I never mentioned anything about "linear interpolation done by the GPU texturing units" (not sure even you know what you're talking about there)
Frankly, if you are unfamiliar with linear interpolation or texturing hardware then maybe talking about image rescaling is not such a good idea. Especially since you are clearly suggesting that doing scaling on GPU is higher quality then using a specialised DSP chip. To make statements like these you should at least understand how rescaling is performed in hardware and what is the difference between scaling done on the GPU vs scaling done by a dedicated DSP.
CRTs have absolutely nothing to do with HiDPI implementations - where you're getting this info, I'd be really curious to know. You're going to have to be a lot more specific on what I wrote about Apple's HiDPI implementation that doesn't make sense.
I never said that CRTs have anything to do with HiDPI implementation. I was merely stating that color CRTs and hi-res LCDs have a similar hardware feature — small granularity pixels. This is reduces distortion from image rescaling and ultimately allows these displays to work with a wide range of resolutions without severe quality degradation
That might be the way it works with some games, but testing the Uningine Valley Benchmark, if I set the game resolution to 2560x1440 in windowed mode, it takes up the whole screen on my 4K set to 2560x1440 HiDPI mode. So in that case, either the game or OS X knows to scale the window as well rather than literally drawing 2560x1440 pixels.
Its actually quite simple. When you set your system to 2560x1440 HiDPI mode, the OS (and the games) 'see' the display as having resolution of 2560x1440 logical pixels. For non-GPU-intensive applications, the OS will back each of these logical pixels by a 2x2 grid of physical pixels — this happens completely in a completely transparent fashion to the application, which still thinks that it is drawing to a single pixel. Namely: if the app asks for a 100x100 window, the OS will allocate a 200x200 buffer but present it as a 100x100 one to the app.
However, if the application requests GPU-intensive features (e.g. an OpenGL context), the OS will attempt to optimise and reduce the resolution of the buffer. So when asking for a 100x100 window with OpenGL acceleration, you will actually get a 100x100 pixel buffer. The OS will then take care of all the rescaling so that the image still appears a correct size (200x200) on a HiDPI display.

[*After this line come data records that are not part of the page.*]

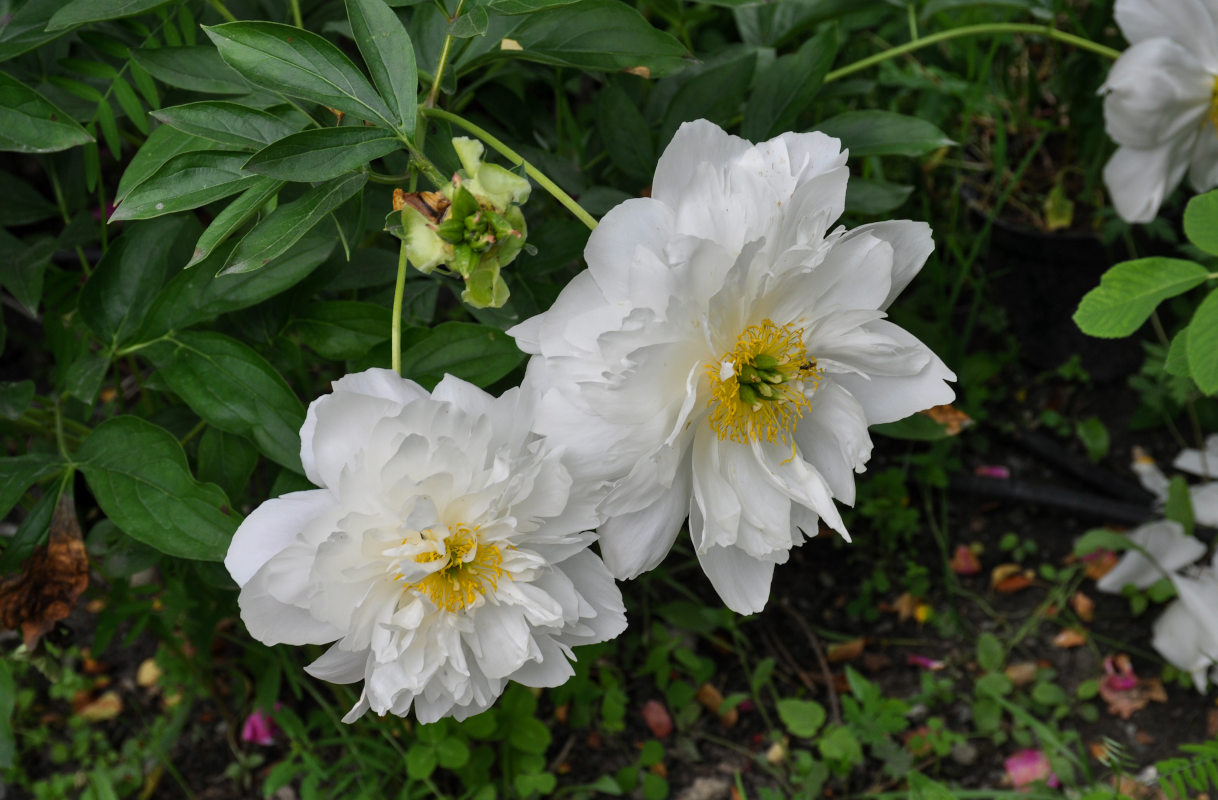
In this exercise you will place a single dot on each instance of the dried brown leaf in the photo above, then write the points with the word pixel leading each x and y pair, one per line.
pixel 55 576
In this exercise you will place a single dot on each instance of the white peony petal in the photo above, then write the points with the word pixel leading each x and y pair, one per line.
pixel 271 529
pixel 1168 547
pixel 1177 638
pixel 1138 180
pixel 1156 91
pixel 742 582
pixel 1193 23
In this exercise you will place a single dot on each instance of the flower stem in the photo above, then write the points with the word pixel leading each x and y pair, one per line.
pixel 971 31
pixel 396 323
pixel 517 158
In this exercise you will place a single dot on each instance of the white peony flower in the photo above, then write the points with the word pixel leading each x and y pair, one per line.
pixel 1160 104
pixel 445 554
pixel 1186 632
pixel 1165 548
pixel 724 354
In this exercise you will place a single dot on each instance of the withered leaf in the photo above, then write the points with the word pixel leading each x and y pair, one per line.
pixel 55 576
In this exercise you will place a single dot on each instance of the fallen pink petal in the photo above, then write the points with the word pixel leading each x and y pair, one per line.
pixel 1029 766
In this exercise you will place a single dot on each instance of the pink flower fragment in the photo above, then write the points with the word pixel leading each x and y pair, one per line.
pixel 260 728
pixel 1029 766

Of course, the application can use specific APIs to realise that it is actually dealing with a HiDPI display and ask the OS to adjust its behaviour. For instance, a game could ask for a high-res OpenGL buffer (that is essentially what SC2 does)
Furthermore, whether the display is in 2560x1440 HiDPI mode or low-res 2560x1440 mode (i.e. no HiDPI), the FPS appears to be the same. I don't know if that means the game application window is bypassed by OS X's HiDPI scaling and therefore there's no hit on performance while using a HiDPI screen?
OS X is able to recognise and optimise certain drawing scenarios. Performance-wise, it would make sense for it to step back from the default super-sampling drawing if a game is drawing to the entire screen. However, I am not aware whether they actually do that kind of optimisation. In your case, FPS might be the same because (as mentioned above), the additional rescaling step is fairly cheap on modern hardware. At any rate, the game is always rendering to a 2560x1440 buffer (with the OS optionally doing one or two rescaling steps afterwards).